I haven't thought this through in detail or made any experiments to check that it would all work but it seems feasible.

David

Rob Arthan wrote:
This may be obvious, but you don't need threads to exhibit this issue. E.g.,

val c1 = ref 1;

PolyML.SaveState.saveState "test1.polydb";  (* save state with c1 = ref 1 *)

val c2 = c1;
(c1 := 2; c2); (* val it = ref 2 *)

PolyML.SaveState.saveChild ("test2.polydb", 1); (* save state with c2 = c1 & c1 = ref 1 *)

val c3 = c1;
(c1 := 3; c3); (* val it = ref 2 *)

(* load the child test2.polydb *)
val c4 = (PolyML.SaveState.loadState "test2.polydb"; c3);

c1; (* val it = ref 2 *)
c4; (* val it = ref 3 *)
c3; (* Error-Value or constructor (c3) has not been declared *)

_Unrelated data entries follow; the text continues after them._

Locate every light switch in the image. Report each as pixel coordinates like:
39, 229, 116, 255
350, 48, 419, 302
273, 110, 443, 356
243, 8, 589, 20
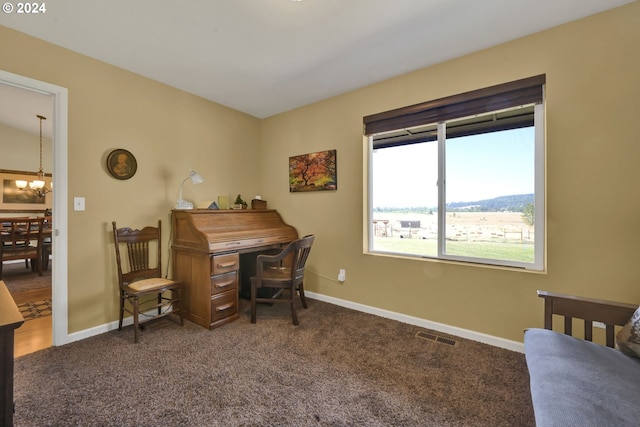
73, 197, 84, 211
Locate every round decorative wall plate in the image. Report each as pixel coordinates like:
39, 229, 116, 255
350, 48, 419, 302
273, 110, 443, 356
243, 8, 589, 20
107, 148, 138, 179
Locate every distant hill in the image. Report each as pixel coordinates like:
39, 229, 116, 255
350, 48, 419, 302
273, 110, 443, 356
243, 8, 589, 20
447, 194, 533, 212
373, 194, 533, 214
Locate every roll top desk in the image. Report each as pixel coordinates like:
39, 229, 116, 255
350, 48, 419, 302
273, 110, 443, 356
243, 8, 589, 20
171, 209, 298, 329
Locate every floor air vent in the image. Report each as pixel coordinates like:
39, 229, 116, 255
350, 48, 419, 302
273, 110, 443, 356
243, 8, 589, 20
416, 331, 457, 345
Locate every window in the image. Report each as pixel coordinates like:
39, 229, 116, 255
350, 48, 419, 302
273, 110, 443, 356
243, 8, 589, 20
364, 75, 545, 270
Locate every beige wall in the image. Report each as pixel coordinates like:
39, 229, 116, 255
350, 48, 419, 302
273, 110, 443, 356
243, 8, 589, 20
261, 3, 640, 341
0, 26, 260, 333
0, 3, 640, 341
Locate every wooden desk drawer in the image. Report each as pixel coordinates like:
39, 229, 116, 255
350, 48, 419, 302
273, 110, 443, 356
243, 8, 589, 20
211, 271, 238, 295
211, 290, 238, 323
211, 252, 240, 276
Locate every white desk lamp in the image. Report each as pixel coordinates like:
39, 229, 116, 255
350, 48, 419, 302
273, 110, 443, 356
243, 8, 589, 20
176, 169, 204, 209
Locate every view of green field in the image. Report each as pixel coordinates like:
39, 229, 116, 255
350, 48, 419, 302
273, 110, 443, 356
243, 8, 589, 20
373, 212, 534, 262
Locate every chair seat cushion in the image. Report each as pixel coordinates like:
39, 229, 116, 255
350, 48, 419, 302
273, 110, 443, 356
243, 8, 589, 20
129, 277, 176, 292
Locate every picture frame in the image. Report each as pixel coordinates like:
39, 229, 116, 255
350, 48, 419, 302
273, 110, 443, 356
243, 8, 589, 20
289, 150, 338, 193
107, 148, 138, 180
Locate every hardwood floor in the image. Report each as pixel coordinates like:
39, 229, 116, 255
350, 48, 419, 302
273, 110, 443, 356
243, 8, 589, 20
13, 316, 53, 358
12, 280, 53, 357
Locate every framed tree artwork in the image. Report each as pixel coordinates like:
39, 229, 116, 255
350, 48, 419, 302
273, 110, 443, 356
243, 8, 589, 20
289, 150, 338, 193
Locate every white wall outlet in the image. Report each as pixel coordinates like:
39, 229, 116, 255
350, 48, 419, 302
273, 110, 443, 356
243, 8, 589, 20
73, 197, 84, 211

(c4 := 9; (c1, c4));(* val it = (ref 2, ref 9) *)
(c1 := 5; (c1, c4));(* val it = (ref 5, ref 9) *)

I would expect it to restore only that part of the state that is referred to by the child and that does not exist, if that makes sense. I would not have expected it to undeclare c3 above and would have expected it to leave c1, c2, c3 and c4 all referencing the same cell.

What would be very useful would be if you could save immediate children of some state (say each containing some data and some code to operate on that data) and load them in independently with any pointers into the common ancestry being resolved in the obvious way.

In ProofPower, for example, we currently have to save and reload the entire state of the theory hierarchy. It would be nice if theories and associated proof procedures could be saved separately and only loaded when needed. HOL IV has some kind of home-rolled way of achieving something that looks like this under Moscow ML (which effectively doesn't allow data to be saved at all, but does allow modules of code to be saved separately).